It is for these kinds of reasons that the debate about press regulation is the confused muddle that now exists after Lord Leveson’s inquiry. Do we want to put out of business the kind of meticulous and spot-on accurate reporting by the News of the World which jailed several cricketers for match-fixing not long before the Sunday paper was shut? Unlikely. That kind of long-form sports investigation is now being pursued by sites like Deadspin, the sports arm of Gawker. Gawker is hardly known for its seriousness either.

The rumbustious era of the red-tops is over. The circulations of those papers were in decline before the internet accelerated the trend. The peak circulation of the Daily Mirror was 1966 and the high point for The Sun was the Thatcher years in the 1980s.
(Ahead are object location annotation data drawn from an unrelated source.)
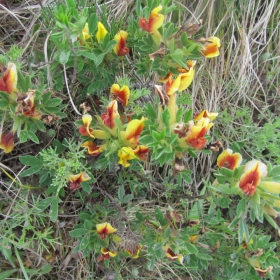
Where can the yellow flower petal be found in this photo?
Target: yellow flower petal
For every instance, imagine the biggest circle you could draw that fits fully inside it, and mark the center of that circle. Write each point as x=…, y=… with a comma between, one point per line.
x=228, y=159
x=120, y=48
x=104, y=229
x=125, y=154
x=211, y=48
x=101, y=32
x=272, y=187
x=121, y=95
x=155, y=21
x=133, y=130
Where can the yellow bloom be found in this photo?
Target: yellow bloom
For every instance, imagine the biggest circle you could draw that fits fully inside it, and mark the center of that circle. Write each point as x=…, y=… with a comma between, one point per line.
x=272, y=187
x=154, y=22
x=125, y=154
x=101, y=32
x=187, y=75
x=120, y=48
x=105, y=229
x=228, y=159
x=76, y=180
x=120, y=94
x=133, y=130
x=85, y=32
x=173, y=257
x=211, y=47
x=8, y=81
x=135, y=255
x=254, y=171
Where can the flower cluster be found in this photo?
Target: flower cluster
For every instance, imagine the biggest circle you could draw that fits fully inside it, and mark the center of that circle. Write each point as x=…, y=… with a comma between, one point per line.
x=110, y=134
x=120, y=48
x=22, y=105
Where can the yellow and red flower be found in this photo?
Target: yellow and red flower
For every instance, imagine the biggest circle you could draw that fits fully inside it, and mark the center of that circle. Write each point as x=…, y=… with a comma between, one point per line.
x=8, y=81
x=253, y=173
x=263, y=272
x=85, y=130
x=26, y=105
x=173, y=257
x=134, y=254
x=187, y=75
x=229, y=160
x=133, y=130
x=272, y=187
x=105, y=229
x=85, y=32
x=205, y=114
x=7, y=142
x=101, y=32
x=196, y=132
x=76, y=180
x=120, y=48
x=141, y=152
x=125, y=154
x=154, y=22
x=106, y=254
x=108, y=118
x=171, y=86
x=120, y=94
x=211, y=47
x=93, y=149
The phone-hacking trial only served to underline how far back in history the self-confidence of that kind of journalism was. Max Clifford, the most successful broker of kiss-and-tell, is in jail.

Note also that the trial was for offences that always were crimes against the law. Acquitted or convicted, the defendants were made accountable to the law—the single most important lesson that such a trial can teach. No one, however glamorous, powerful and well connected is beyond the law’s reach, even if it plods slowly to a result.

Regulation of the “press”—whatever that may now be—is supposed to deal with bad behavior that is not against the law. Because the worst behaviour was criminal and because the tabloid papers are losing influence and profitability, the regulation debate is marooned. Many voices urge the control of journalism they don’t like, but it is rare that any two people agree on what exactly is dislikable enough to be punishable.

There is no easy route out of this. Much, even the occasional illegality, can be forgiven if the journalist can show public value in what she or he did. The real problem faced by the red-tops is that they long ago stopped using that as their benchmark.